Why does the history persist between page loads?

The tool saves recent rolls to localStorage (up to 50 entries) so you can close the tab and come back to your rolling session later. This is especially useful for tabletop games where you want a running log of critical rolls. Nothing leaves your browser — localStorage is client-side only, tied to the origin, with no network traffic. Clearing your browser data or clicking 'Clear' wipes the history.

Can I roll complex dice notation like '2d6+3'?

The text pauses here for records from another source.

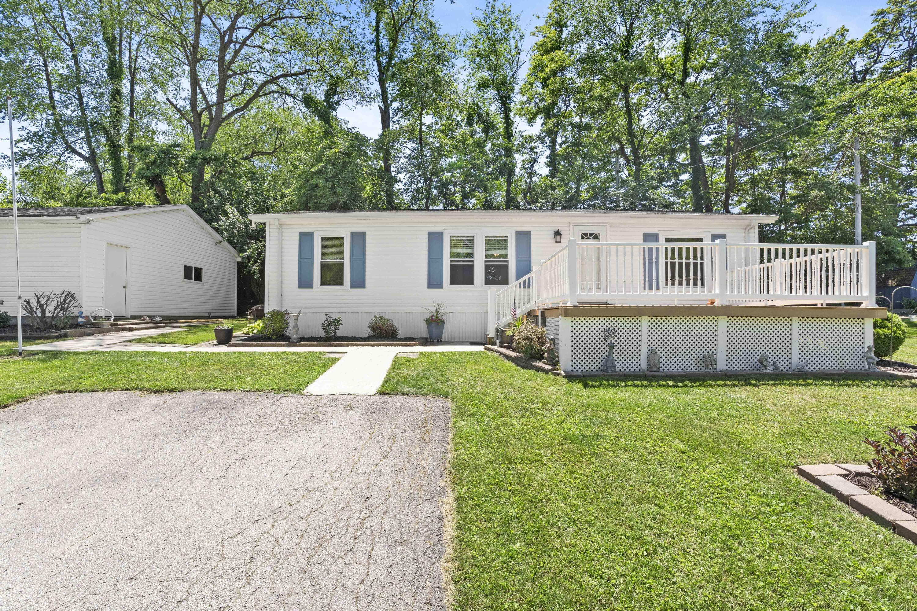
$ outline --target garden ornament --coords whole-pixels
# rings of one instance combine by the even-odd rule
[[[617,371],[617,364],[614,362],[614,336],[617,335],[617,331],[613,328],[606,328],[605,332],[602,334],[602,339],[608,342],[608,355],[605,357],[605,361],[602,363],[602,373],[613,373]]]
[[[878,362],[878,358],[876,356],[874,352],[875,350],[876,350],[875,346],[869,344],[868,346],[866,347],[866,354],[863,357],[864,359],[866,359],[866,368],[870,372],[875,372],[878,369],[876,367],[876,363]]]
[[[757,358],[757,364],[760,365],[762,372],[776,372],[777,363],[770,358],[767,352],[762,352],[761,356]]]
[[[649,352],[646,354],[646,371],[647,372],[658,372],[659,371],[659,353],[655,348],[650,348]]]
[[[299,343],[299,315],[302,312],[290,315],[290,343]]]
[[[548,365],[558,364],[558,347],[554,336],[547,339],[547,350],[545,350],[545,362]]]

Not directly — the tool handles dice count and die size, but not modifiers (like +3) or expressions mixing different dice. For 2d6+3 you'd roll 2d6 here and add 3 mentally. For a full dice-notation parser (e.g. '4d6 drop lowest', '2d20 advantage', 'd% + d10'), you'd want a dedicated RPG dice tool. This one is intentionally minimal — pick a single die type, pick a count, roll.

Why doesn't the coin flip show an image of a coin?

Because 'H' and 'T' convey the information in less space and remain readable at tiny sizes. The result card colours heads differently (accent-coloured pill for heads, default colour for tails) so batched flips are quick to scan at a glance. If you prefer emoji coins (🪙) or animated flips, you'd want a themed flipper page — this one prioritises clarity of counts over visual flair.